Anderson unable to bowl again in Sri Lanka opener

Anderson unable to bowl again in Sri Lanka opener

And the 28-year-old Lancashire seamer is also now doubtful for the second of this three-Test series starting at Lord's this coming yesterday.

Ashes hero Anderson twice left the field on the second day's play here on Friday and bowled just one over in the final session.

Although he was fit to bat -- Anderson emerged as a nightwatchman following the loss of England captain Andrew Strauss late on Friday -- a post-play scan revealed a left side strain.

Anderson was the pick of England's pace attack in Sri Lanka's first innings 400, taking three for 66.

He was not required to bat before lunch on Saturday as rain washed out the whole of the third day's morning session.

"Scans have shown James Anderson has a grade one side strain and will not bowl for the rest of the first Test," an England and Wales Cricket Board spokesman said. "He will bat as it poses minimal risk of further damage.

"His involvement in the second Test will be determined following assessment after the first Test."

England have long persisted with a policy of only playing four specialist bowlers in Test matches, which proved successful during a 3-1 Ashes series win in Australia completed in January.

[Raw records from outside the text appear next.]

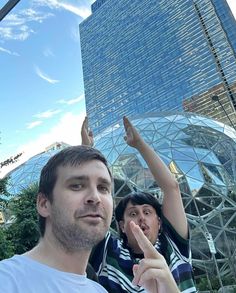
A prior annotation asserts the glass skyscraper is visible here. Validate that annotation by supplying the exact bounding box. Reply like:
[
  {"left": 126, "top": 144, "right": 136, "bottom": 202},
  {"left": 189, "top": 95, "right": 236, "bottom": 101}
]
[{"left": 80, "top": 0, "right": 236, "bottom": 134}]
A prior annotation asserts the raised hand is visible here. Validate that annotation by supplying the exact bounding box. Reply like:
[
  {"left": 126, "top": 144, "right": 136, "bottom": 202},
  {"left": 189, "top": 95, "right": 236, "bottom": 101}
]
[
  {"left": 81, "top": 117, "right": 94, "bottom": 146},
  {"left": 130, "top": 221, "right": 180, "bottom": 293},
  {"left": 123, "top": 116, "right": 143, "bottom": 148}
]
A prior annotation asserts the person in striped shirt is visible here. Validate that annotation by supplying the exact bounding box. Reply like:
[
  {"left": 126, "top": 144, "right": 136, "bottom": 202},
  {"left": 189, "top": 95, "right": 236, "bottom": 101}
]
[{"left": 81, "top": 117, "right": 197, "bottom": 293}]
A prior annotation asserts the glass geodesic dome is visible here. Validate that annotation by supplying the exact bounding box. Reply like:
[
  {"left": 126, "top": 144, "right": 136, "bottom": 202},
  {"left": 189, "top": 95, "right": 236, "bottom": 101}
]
[
  {"left": 95, "top": 113, "right": 236, "bottom": 277},
  {"left": 1, "top": 113, "right": 236, "bottom": 282}
]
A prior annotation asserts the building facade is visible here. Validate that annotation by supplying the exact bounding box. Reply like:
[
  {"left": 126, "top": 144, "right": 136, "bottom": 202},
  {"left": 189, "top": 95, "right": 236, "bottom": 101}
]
[{"left": 80, "top": 0, "right": 236, "bottom": 134}]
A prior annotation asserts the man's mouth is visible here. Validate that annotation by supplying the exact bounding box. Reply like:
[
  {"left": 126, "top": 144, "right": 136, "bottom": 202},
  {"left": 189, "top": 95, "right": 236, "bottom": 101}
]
[{"left": 80, "top": 214, "right": 104, "bottom": 219}]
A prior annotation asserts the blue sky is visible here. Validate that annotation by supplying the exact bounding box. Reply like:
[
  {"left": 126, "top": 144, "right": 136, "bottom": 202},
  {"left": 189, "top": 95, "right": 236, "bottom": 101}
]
[
  {"left": 0, "top": 0, "right": 236, "bottom": 176},
  {"left": 0, "top": 0, "right": 94, "bottom": 167}
]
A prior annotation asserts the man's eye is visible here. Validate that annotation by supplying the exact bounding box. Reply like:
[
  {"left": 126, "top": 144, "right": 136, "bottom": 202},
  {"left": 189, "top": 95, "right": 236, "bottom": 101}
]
[
  {"left": 98, "top": 185, "right": 110, "bottom": 193},
  {"left": 70, "top": 184, "right": 83, "bottom": 190},
  {"left": 129, "top": 212, "right": 137, "bottom": 217}
]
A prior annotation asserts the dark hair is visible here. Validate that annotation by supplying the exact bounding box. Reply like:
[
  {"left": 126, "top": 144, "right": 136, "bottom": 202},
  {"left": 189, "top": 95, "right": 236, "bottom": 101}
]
[
  {"left": 115, "top": 192, "right": 162, "bottom": 240},
  {"left": 38, "top": 145, "right": 112, "bottom": 236}
]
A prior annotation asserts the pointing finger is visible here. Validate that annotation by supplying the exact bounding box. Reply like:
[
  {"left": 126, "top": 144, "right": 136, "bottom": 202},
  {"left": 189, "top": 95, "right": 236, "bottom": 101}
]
[{"left": 130, "top": 221, "right": 163, "bottom": 259}]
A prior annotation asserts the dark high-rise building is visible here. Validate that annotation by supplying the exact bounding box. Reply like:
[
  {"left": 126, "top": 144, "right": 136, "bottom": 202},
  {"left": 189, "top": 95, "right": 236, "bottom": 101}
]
[{"left": 80, "top": 0, "right": 236, "bottom": 134}]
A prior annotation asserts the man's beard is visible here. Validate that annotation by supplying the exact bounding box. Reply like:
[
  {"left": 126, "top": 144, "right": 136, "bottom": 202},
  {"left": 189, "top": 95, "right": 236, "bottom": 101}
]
[{"left": 51, "top": 206, "right": 110, "bottom": 253}]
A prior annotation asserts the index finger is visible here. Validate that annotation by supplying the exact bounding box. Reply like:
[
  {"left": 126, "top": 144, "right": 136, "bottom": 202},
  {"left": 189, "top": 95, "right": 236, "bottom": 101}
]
[{"left": 130, "top": 221, "right": 162, "bottom": 259}]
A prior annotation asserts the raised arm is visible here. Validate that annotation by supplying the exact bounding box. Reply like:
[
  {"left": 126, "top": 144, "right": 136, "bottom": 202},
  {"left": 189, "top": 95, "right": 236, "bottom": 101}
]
[{"left": 123, "top": 117, "right": 188, "bottom": 239}]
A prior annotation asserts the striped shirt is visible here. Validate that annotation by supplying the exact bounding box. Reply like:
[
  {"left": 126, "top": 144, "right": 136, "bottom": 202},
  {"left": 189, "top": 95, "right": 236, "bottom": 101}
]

But the danger of such an approach can be evident if, as in Anderson's case, one of those bowlers is injured early in a match.

Prior to this match, England had left themselves short of bowling cover by including left-handed batsman Eoin Morgan in the number six spot left vacant by the Test retirement of Paul Collingwood rather than opting for all-rounder Ravi Bopara, a lively medium-pacer.

In the absence of both Collingwood and Bopara, top-order batsman Jonathan Trott bowled six overs of largely unthreatening medium pace that cost 29 runs and rarely looked like yielding a wicket on a good batting pitch.

Kevin Pietersen, Trott's fellow South Africa born batsman, could now find his occasional off-spin being called upon by England captain Andrew Strauss.

England bowling coach David Saker, speaking to BBC Radio's Test Match Special before the extent of Anderson's injury was revealed said: "Four bowlers works well for us but it does change if someone gets injured.

"But in the last 18 months they've gone with that, they've only had two incidents where a bowler has not been able to finish the game," the Australian added.
"There are going to be arguments all the time about whether we should play five bowlers.

"In an ideal world our number six would be someone to bowl a few overs but Trotty did bowl a few overs (yesterday)...maybe Colly could have done a better job but who knows."